Fortunately, Amelia found the comfort she needed (though, not the sexual kind) in her growing bond with Jake, who gradually recognized warning signs that Dr. Shepherd might be on the verge of slipping back into drug use. Though Amelia initially rejected his suspicions, Jake eventually got her to concede that the thought of falling off the wagon had, in fact, crossed her mind. But when Jake shared his own experience with the horrors of addiction (his wife died of an overdose) and the effects it can have on a family, Amelia came to realize she needed to put the needs of her unborn child before her own yearnings.

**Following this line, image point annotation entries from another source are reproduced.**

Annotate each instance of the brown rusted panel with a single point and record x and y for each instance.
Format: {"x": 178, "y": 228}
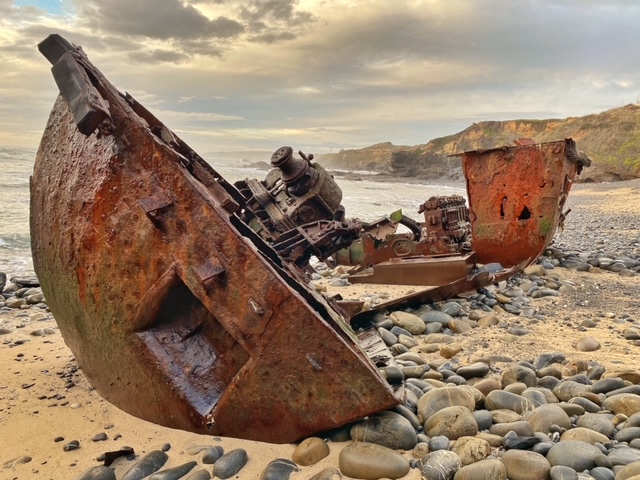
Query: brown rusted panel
{"x": 516, "y": 195}
{"x": 175, "y": 310}
{"x": 433, "y": 271}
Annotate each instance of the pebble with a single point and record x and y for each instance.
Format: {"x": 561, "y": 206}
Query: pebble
{"x": 573, "y": 453}
{"x": 370, "y": 461}
{"x": 230, "y": 463}
{"x": 388, "y": 429}
{"x": 525, "y": 465}
{"x": 146, "y": 465}
{"x": 279, "y": 469}
{"x": 99, "y": 472}
{"x": 482, "y": 470}
{"x": 440, "y": 465}
{"x": 174, "y": 473}
{"x": 310, "y": 451}
{"x": 210, "y": 455}
{"x": 452, "y": 422}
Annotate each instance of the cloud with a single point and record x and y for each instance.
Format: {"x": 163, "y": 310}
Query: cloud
{"x": 168, "y": 19}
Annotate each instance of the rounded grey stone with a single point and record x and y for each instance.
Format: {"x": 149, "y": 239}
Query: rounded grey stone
{"x": 369, "y": 461}
{"x": 560, "y": 472}
{"x": 452, "y": 422}
{"x": 440, "y": 465}
{"x": 230, "y": 463}
{"x": 575, "y": 454}
{"x": 525, "y": 465}
{"x": 388, "y": 429}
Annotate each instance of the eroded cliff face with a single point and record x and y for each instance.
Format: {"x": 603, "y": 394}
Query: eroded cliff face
{"x": 611, "y": 139}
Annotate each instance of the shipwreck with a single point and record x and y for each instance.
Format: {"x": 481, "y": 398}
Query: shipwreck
{"x": 186, "y": 299}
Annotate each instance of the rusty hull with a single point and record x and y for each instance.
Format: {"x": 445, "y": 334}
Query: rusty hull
{"x": 176, "y": 311}
{"x": 516, "y": 196}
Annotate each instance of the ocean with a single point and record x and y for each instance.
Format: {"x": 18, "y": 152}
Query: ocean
{"x": 362, "y": 198}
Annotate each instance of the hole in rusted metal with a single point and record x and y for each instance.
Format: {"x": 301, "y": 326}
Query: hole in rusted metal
{"x": 198, "y": 351}
{"x": 504, "y": 202}
{"x": 525, "y": 214}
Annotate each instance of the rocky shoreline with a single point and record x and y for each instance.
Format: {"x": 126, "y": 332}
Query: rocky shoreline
{"x": 533, "y": 378}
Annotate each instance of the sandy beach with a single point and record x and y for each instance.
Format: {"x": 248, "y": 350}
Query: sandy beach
{"x": 45, "y": 402}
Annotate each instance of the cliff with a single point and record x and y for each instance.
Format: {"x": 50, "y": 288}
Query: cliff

She was also tested on the professional front, as a patient named Rich admitted to harboring sexual urges for his daughter. After Rich suffered a seizure at the hospital, Amelia discovered a lesion on his temporal lobe that, she deduced, was likely causing his inappropriate thirst for sex. Sheldon expressed concern that Amelia might not be up to the task of removing the lesion, but Amelia was characteristically blunt in her dismissal of his opinion. "Don’t for a second assume I don’t know how to compartmentalize," she told him. "That’s the only way I survive."
And so, by completing a high-risk neurosurgery, Dr. Shepard cured Rich and likely herself. Her heart-to-heart with Jake about the dangers of addiction pushed Jake towards understanding the need for connection with others at the hospital (especially Addison), and her confidence under pressure was a nice reminder that this is ultimately intended to be a show about doctors helping patients at the worst times of their lives.